J'ai sursauté quand le garçon est venu poser mon café sur la table. Il n'a rien laissé paraître mais je pense qu'il m'a entendu.
-"Heu merci..." réponds-je en sentant que je prenais des couleurs.
-"Tu dis merci à qui ?
-"Au garçon qui vient de m'apporter mon café... je crois qu'il m'a entendu...
-"Oh !
-"Rigole pas !
-"T'inquiète pas, je suis bien trop concentré sur ce que j'ai entendu. Tu as bien dit tout ce que je veux ? Même ce qu'on n'a pas encore fait ?
-"Ha ha ha ! On dirait que j'ai trouvé quelque chose pour te motiver. Oui, tout ce que tu veux !
-"Alors moi aussi, je te laisserai faire tout ce que tu veux...
-"Oh ! Mais pourquoi tu chuchotes ?
-"Il y a Nicolas qui veut me parler, ça va bientôt être à moi...
-"OK, salue-le de ma part et nage bien !
-"Alors là, oui, tu peux compter sur moi ! J'ai retrouvé un gros moral et une motivation en béton armé !
-"Oui, oui, je vois très bien ce qui est gros et dur..."
Je l'ai entendu éclater de rire au bout du fil.
-"Il faut que j'y aille. Je t'aime !
-"Moi aussi je t'aime ! Appelle-moi ce soir !"
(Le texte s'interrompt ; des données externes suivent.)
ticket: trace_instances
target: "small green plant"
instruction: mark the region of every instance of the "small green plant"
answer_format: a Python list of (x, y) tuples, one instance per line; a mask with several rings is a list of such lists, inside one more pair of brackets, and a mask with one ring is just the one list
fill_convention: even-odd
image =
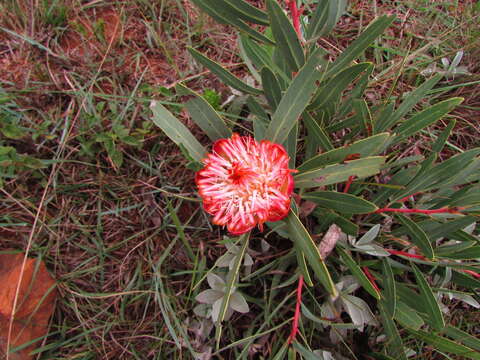
[[(265, 312), (253, 316), (252, 326), (257, 330), (237, 339), (244, 346), (239, 358), (270, 328), (276, 331), (272, 336), (278, 346), (268, 356), (275, 359), (294, 358), (295, 353), (304, 359), (339, 358), (334, 344), (352, 344), (355, 332), (370, 338), (370, 350), (363, 355), (372, 358), (422, 357), (428, 346), (478, 359), (478, 339), (450, 323), (443, 301), (458, 295), (470, 306), (478, 306), (474, 297), (480, 287), (480, 240), (475, 230), (480, 210), (480, 148), (443, 160), (442, 150), (455, 126), (451, 119), (426, 141), (423, 154), (406, 156), (403, 151), (411, 138), (462, 102), (461, 98), (424, 101), (444, 74), (425, 79), (403, 98), (371, 103), (365, 90), (375, 65), (356, 59), (364, 56), (395, 18), (378, 17), (330, 60), (332, 54), (317, 40), (332, 31), (346, 2), (321, 1), (301, 18), (296, 2), (289, 1), (293, 23), (275, 0), (266, 1), (266, 11), (242, 0), (193, 2), (241, 33), (243, 60), (257, 80), (252, 86), (190, 49), (199, 64), (248, 96), (249, 115), (235, 124), (235, 131), (253, 135), (257, 141), (281, 144), (290, 158), (289, 168), (295, 169), (291, 209), (281, 220), (265, 222), (269, 233), (290, 240), (287, 255), (254, 267), (252, 274), (243, 277), (248, 286), (242, 284), (240, 265), (251, 235), (244, 232), (237, 239), (240, 250), (229, 259), (233, 266), (226, 278), (220, 281), (211, 273), (207, 280), (213, 290), (197, 296), (200, 302), (213, 304), (210, 315), (216, 325), (217, 351), (222, 351), (221, 344), (229, 348), (222, 343), (222, 333), (230, 329), (225, 320), (231, 309), (249, 309), (243, 302), (239, 307), (235, 289), (245, 285), (244, 294), (249, 290), (258, 294), (253, 286), (258, 284), (270, 295), (259, 305)], [(449, 69), (459, 61), (457, 57)], [(227, 152), (220, 142), (235, 144), (237, 138), (210, 101), (184, 86), (177, 90), (188, 93), (185, 106), (192, 120), (212, 142), (217, 141), (209, 160), (205, 160), (209, 151), (158, 101), (151, 103), (153, 121), (201, 168), (202, 162), (207, 165)], [(416, 110), (419, 106), (423, 106), (421, 111)], [(254, 147), (253, 140), (241, 141), (247, 149)], [(245, 181), (248, 188), (249, 177), (255, 177), (248, 166), (242, 161), (232, 165), (233, 183)], [(215, 204), (205, 201), (203, 189), (200, 195), (212, 213)], [(246, 206), (253, 208), (252, 203)], [(248, 217), (252, 212), (242, 214)], [(268, 218), (260, 213), (252, 216), (263, 219), (258, 220), (260, 226)], [(251, 224), (248, 219), (238, 221)], [(223, 224), (217, 217), (214, 223)], [(252, 228), (225, 225), (238, 234)], [(297, 279), (296, 297), (279, 298), (278, 287), (291, 287)], [(307, 287), (302, 293), (304, 283)], [(274, 310), (287, 301), (295, 308), (288, 321), (290, 334), (285, 332), (282, 312)], [(330, 335), (331, 345), (314, 352), (324, 344), (325, 334)], [(335, 350), (330, 352), (332, 347)]]

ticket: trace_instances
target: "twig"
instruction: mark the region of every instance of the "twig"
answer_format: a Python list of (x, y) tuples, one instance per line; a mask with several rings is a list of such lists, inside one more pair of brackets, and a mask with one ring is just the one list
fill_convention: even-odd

J'ai raccroché un grand sourire aux lèvres. J'ai posé mon téléphone sur la table, j'ai bu une gorgée de café et je me suis aperçu qu'il y avait une bosse dans mon short.
'Moi aussi, je suis excité. Vivement qu'on ait un peu de temps rien que pour nous deux !'
...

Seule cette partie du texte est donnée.